Big Data Frameworks – AWS Technologies Blog

Framework	Description	Use Cases	Strengths
Apache Hadoop	A distributed framework for storing and processing large datasets using the Hadoop Distributed File System (HDFS) and the MapReduce programming model.	Batch processing, ETL, data storage.	– Scalable and reliable storage (HDFS). – Proven technology.
Apache Spark	A unified analytics engine for large-scale data processing, offering in-memory computing and support for batch, streaming, and ML workloads.	Streaming analytics, machine learning, graph processing, batch ETL.	– In-memory processing for speed. – Broad use case support.
Apache HBase	A distributed, NoSQL database built on HDFS for real-time, random read/write access to large datasets.	Real-time applications, time-series data, IoT data storage.	– Low-latency reads/writes. – Scales horizontally.

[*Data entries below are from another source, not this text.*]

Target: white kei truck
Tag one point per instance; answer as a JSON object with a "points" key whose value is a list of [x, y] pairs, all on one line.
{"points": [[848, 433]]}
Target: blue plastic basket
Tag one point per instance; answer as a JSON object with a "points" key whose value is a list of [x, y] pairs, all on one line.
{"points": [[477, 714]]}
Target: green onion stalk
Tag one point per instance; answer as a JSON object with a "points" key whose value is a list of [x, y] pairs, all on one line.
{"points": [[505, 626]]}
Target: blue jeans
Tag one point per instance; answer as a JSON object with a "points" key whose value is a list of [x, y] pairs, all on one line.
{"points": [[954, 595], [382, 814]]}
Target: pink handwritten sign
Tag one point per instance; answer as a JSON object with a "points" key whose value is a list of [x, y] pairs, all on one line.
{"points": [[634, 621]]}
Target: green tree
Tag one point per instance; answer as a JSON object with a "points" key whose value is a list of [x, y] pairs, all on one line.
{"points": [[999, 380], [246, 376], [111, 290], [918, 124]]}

Apache Flink	A framework for real-time stream processing and distributed batch processing, with low-latency and high-throughput capabilities.	Real-time analytics, event processing, streaming ETL.	– True real-time processing. – Stateful stream management.
Presto	A distributed SQL query engine designed for fast, interactive queries across large datasets, optimized for analytics over heterogeneous data sources.	Interactive SQL querying, federated queries, analytics on data lakes.	– High performance for SQL. – Query federation.
Hive	A data warehouse tool built on Hadoop, providing SQL-like query capabilities (HiveQL) for processing and analyzing structured datasets.	Data warehousing, batch analytics, schema-on-read processing.	– Familiar SQL-like interface. – Integrates with Hadoop.